With the third option instead of reusable methods you will have types and will be able to make code synthesised for you in more cases, but it may require you to make more unneeded changes in your code base and make it harder to work with your types. It also has another positive effect - it makes a data scheme to be encoded in your types, which I think is better than using decoding strategies provided by standard library. It can be a good idea though to have separate types for those data schemes and for data models and setup bridging between them so that data models are agnostic about API details. But that leads to more boilerplate code to write.

Sourcery

But there is also another option - let Sourcery to generate boilerplate Codable code instead of compiler. There are few benefits of using Sourcery here comparing with other options:

  • it is much more flexible than what standard library has to offer right now, you can implement absolutely custom template which will handle your specific cases in the way which suits best to you

  • it saves you from writing much more boilerplate code than standard library can do right now.
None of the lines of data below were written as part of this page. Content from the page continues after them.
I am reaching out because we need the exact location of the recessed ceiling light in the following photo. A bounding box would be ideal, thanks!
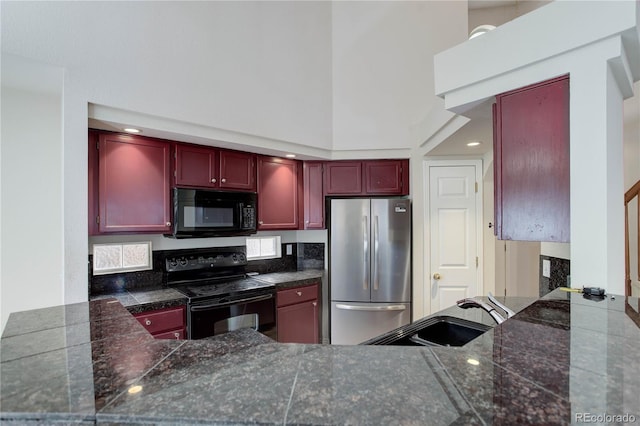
[127,385,142,395]
[469,25,496,40]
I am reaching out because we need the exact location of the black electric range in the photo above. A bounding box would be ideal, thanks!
[165,250,277,339]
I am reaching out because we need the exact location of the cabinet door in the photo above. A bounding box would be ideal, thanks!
[175,144,219,188]
[88,130,100,235]
[258,156,302,229]
[277,300,319,343]
[98,134,171,233]
[303,161,324,229]
[219,150,256,191]
[494,76,570,242]
[324,161,362,195]
[364,160,408,195]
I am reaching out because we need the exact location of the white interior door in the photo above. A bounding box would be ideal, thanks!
[428,161,482,312]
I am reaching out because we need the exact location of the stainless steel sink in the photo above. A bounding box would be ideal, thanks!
[364,315,491,346]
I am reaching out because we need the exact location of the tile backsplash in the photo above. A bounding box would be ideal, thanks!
[88,243,325,296]
[540,255,571,297]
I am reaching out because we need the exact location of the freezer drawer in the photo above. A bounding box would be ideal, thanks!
[331,302,411,345]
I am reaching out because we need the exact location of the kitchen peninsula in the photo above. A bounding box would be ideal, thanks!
[0,290,640,425]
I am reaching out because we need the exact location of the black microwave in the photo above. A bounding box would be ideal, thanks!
[168,188,258,238]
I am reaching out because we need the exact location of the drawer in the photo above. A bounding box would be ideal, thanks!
[134,306,185,334]
[276,284,318,307]
[153,328,184,340]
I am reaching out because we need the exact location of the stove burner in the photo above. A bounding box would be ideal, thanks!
[175,278,275,300]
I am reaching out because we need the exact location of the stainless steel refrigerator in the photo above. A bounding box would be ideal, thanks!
[329,198,411,345]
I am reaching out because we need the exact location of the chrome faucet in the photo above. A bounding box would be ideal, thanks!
[456,293,515,324]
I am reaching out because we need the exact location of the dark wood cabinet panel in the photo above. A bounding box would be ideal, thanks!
[175,144,256,191]
[324,161,362,195]
[219,150,256,191]
[324,159,409,196]
[133,306,186,339]
[88,130,100,235]
[98,134,171,234]
[258,156,302,230]
[276,284,320,343]
[175,144,218,188]
[303,161,324,229]
[364,160,408,195]
[494,76,570,242]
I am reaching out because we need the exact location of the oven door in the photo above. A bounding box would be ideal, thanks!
[187,291,277,340]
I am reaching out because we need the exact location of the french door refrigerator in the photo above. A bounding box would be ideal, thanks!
[329,198,411,345]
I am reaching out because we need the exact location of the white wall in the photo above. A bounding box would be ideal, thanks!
[0,77,64,328]
[1,2,332,326]
[435,1,640,293]
[332,1,467,157]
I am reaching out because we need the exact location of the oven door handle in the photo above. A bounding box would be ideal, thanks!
[191,294,273,312]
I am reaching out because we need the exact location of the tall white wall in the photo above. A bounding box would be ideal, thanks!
[2,1,332,148]
[0,77,64,328]
[332,1,467,158]
[435,1,640,294]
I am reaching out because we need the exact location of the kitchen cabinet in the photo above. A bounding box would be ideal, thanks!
[134,306,186,340]
[302,161,324,229]
[174,144,256,191]
[258,156,303,230]
[276,283,320,343]
[494,76,570,242]
[324,159,409,196]
[94,134,171,234]
[87,130,100,235]
[324,161,362,195]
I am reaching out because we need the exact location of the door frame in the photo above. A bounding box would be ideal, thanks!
[422,158,484,316]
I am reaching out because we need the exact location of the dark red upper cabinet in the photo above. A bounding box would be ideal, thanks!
[258,156,302,230]
[303,161,324,229]
[324,159,409,195]
[324,161,362,195]
[98,134,171,233]
[219,150,256,191]
[175,144,218,188]
[175,144,256,191]
[364,160,408,195]
[494,76,570,242]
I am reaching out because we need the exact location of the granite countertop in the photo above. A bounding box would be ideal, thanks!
[90,269,323,313]
[0,290,640,425]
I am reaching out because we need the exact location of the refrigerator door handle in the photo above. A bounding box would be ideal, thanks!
[373,215,380,290]
[336,303,407,311]
[362,216,370,290]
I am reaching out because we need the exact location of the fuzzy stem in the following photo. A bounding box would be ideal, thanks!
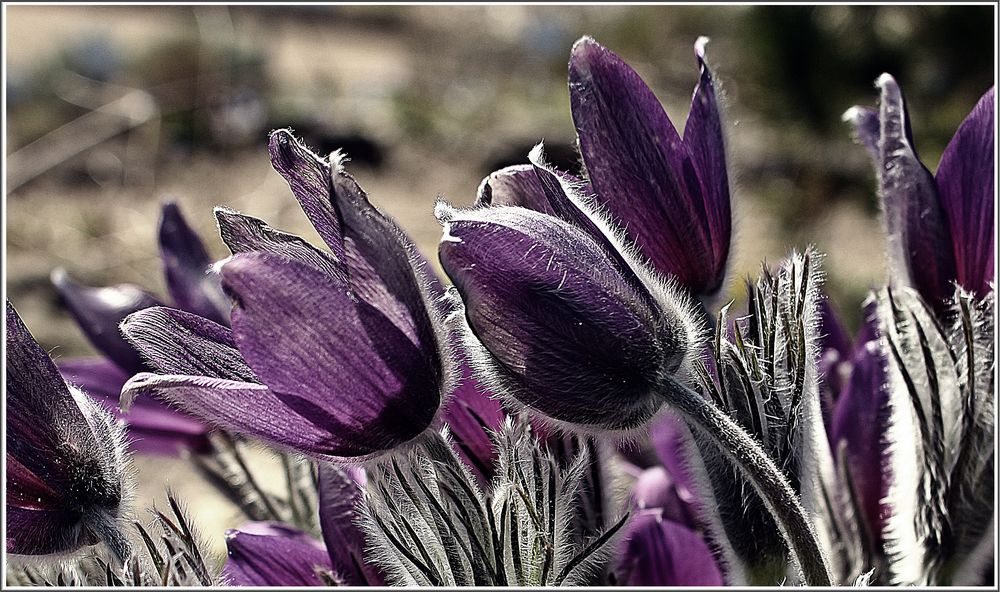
[660,378,832,586]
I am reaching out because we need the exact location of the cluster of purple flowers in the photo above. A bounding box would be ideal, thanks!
[6,38,995,586]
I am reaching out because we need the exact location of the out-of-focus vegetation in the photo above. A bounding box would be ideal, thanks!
[6,6,995,346]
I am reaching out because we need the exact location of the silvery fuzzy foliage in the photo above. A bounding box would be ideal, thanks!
[7,493,224,588]
[878,288,996,585]
[690,249,831,585]
[362,419,627,586]
[191,430,320,536]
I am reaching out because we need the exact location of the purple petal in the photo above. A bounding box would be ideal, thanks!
[319,464,385,586]
[439,207,664,427]
[122,372,343,460]
[878,74,955,307]
[215,208,347,284]
[444,363,505,487]
[52,269,163,374]
[632,467,696,528]
[122,306,260,382]
[160,202,229,324]
[268,129,346,272]
[844,106,882,160]
[223,524,333,586]
[830,341,889,536]
[59,358,208,455]
[569,37,729,295]
[684,37,733,290]
[935,88,996,298]
[222,253,441,456]
[615,510,723,586]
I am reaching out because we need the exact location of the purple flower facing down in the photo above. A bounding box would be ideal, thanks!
[52,202,221,454]
[438,201,695,431]
[5,302,129,560]
[615,509,724,586]
[222,522,333,586]
[569,37,732,298]
[122,130,453,460]
[844,74,995,312]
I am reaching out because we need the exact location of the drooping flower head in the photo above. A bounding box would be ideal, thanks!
[6,301,129,560]
[52,202,223,454]
[123,130,454,459]
[844,74,996,312]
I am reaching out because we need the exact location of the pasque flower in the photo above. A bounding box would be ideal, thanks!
[478,37,732,300]
[6,301,129,560]
[223,466,385,586]
[52,202,223,454]
[122,130,454,459]
[844,74,996,313]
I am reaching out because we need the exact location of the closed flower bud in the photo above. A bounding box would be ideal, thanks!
[6,302,129,560]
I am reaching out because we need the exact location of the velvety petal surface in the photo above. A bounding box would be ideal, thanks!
[52,269,163,374]
[159,202,229,324]
[935,88,996,298]
[569,37,730,295]
[829,332,889,539]
[877,74,956,308]
[223,523,332,586]
[222,253,441,456]
[319,464,385,586]
[439,207,665,426]
[615,510,723,586]
[59,358,209,455]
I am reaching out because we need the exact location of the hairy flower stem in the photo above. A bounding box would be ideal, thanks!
[660,377,832,586]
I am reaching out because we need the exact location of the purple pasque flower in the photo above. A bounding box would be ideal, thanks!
[844,74,995,312]
[615,508,724,586]
[122,130,454,460]
[5,301,130,561]
[436,166,698,431]
[569,37,732,299]
[52,202,223,454]
[223,465,385,586]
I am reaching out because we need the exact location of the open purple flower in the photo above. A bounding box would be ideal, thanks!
[844,74,995,312]
[569,37,732,299]
[438,199,695,431]
[122,130,453,459]
[52,202,221,454]
[5,301,130,560]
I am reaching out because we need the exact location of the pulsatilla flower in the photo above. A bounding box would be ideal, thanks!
[844,74,995,314]
[122,130,454,459]
[6,302,130,560]
[438,201,695,431]
[52,202,223,454]
[569,37,732,299]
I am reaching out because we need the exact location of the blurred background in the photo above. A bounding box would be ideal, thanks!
[5,5,996,556]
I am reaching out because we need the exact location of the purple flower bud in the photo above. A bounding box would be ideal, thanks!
[615,509,723,586]
[438,201,695,431]
[568,37,732,298]
[5,301,130,560]
[222,522,334,586]
[844,74,995,313]
[122,130,453,460]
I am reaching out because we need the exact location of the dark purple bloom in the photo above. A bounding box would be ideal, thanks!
[5,301,129,559]
[615,509,724,586]
[438,199,695,430]
[52,202,221,454]
[122,130,453,460]
[845,74,995,312]
[572,37,732,298]
[828,306,889,542]
[222,522,333,586]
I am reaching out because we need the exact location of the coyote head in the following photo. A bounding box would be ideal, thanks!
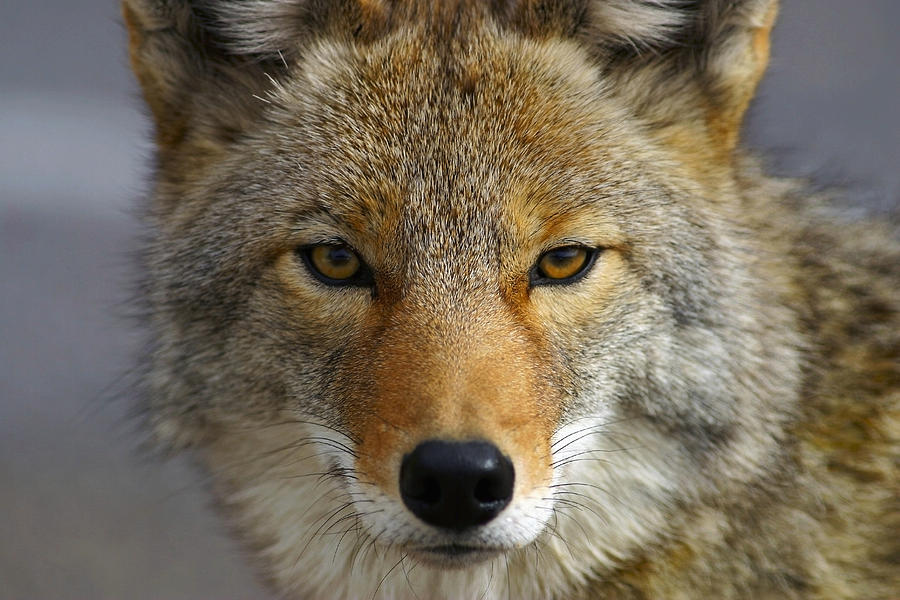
[124,0,797,598]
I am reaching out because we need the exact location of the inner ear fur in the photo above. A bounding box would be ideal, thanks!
[582,0,778,157]
[510,0,778,157]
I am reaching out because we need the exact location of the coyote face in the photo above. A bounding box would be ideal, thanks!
[125,0,900,598]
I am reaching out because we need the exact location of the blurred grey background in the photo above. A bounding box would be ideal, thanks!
[0,0,900,599]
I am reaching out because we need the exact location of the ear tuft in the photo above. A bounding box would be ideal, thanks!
[195,0,314,57]
[584,0,689,52]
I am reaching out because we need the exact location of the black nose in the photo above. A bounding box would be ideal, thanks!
[400,440,516,531]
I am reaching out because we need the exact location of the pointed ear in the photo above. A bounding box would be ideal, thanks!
[122,0,340,150]
[579,0,778,153]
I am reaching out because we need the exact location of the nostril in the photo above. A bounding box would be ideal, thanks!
[400,440,515,530]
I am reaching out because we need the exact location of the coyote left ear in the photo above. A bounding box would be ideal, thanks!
[579,0,778,152]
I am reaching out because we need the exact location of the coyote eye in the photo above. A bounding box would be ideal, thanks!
[297,244,372,286]
[531,246,598,285]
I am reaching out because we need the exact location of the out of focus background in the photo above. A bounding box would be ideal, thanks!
[0,0,900,600]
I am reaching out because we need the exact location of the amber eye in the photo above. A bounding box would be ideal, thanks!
[531,246,598,285]
[299,244,371,285]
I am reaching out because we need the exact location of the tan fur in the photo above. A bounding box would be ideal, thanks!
[123,0,900,600]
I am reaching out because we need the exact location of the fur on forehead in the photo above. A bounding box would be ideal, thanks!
[195,0,771,56]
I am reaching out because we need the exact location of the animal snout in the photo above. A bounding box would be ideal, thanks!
[400,440,515,531]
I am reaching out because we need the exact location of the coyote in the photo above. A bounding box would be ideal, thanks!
[123,0,900,600]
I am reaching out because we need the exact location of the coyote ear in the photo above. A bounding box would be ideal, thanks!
[580,0,778,151]
[122,0,341,149]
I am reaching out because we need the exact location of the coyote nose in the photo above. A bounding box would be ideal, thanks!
[400,440,516,531]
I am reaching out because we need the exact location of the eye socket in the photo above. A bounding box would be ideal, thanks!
[531,246,599,286]
[297,244,372,286]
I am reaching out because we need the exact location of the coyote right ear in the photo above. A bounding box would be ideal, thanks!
[122,0,349,150]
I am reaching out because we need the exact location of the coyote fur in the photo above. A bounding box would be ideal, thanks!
[123,0,900,600]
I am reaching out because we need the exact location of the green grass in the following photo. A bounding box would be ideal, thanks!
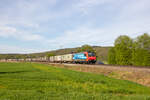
[0,63,150,100]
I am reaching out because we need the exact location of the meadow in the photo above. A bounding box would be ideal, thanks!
[0,62,150,100]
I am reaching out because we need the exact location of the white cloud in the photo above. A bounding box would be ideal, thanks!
[75,0,113,15]
[0,44,42,54]
[0,26,43,41]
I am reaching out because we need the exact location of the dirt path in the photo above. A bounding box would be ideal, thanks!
[51,64,150,87]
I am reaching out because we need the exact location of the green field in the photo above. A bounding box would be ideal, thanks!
[0,63,150,100]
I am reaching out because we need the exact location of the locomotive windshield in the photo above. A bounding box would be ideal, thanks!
[88,53,95,57]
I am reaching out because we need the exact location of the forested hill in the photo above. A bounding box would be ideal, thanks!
[0,46,111,61]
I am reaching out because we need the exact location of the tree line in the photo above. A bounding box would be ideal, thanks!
[108,33,150,66]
It can let you to define only custom coding keys and generate the rest of the keys for you, and it can let you to define custom decoding methods only for some properties and generate code for the rest of the properties

  • you don't need to pollute your code with various wrapper types which only purpose is to satisfy compiler

  • Sourcery will update generated code whenever you change your source code so you will never forget to decode or encode new property

  • you can remove Sourcery at any point and you will have all the code in place already

There are drawbacks of course too:

  • learning curve as you need to understand Sourcery specifics and its limitations

  • you may need to develop and maintain your own template or extend existing one, so you'll need to be comfortable with options that Sourcery provides for developing templates (Stencil, Swift or EJS)

  • if you are working in the team you need to make sure that you are not the only one who understand what Sourcery is. Otherwise you will end up with it being removed as soon as you leave the team (the story of my life) or it will be harder to adopt it

  • template code is still a code and it can have bugs and can (will) become a legacy. Also do not overuse annotations - they make templates more flexible, but, in my experience, are hard to understand for newcomers

Conclusion

Codable as a feature was by now well accepted by community and made life of Swift developers much easier, but it still does not solve all the issues we have to deal with in real-life projects. There are multiple ways how you can solve them by writing your code in a specific ways. And tools like Sourcery which will help you to write even less code.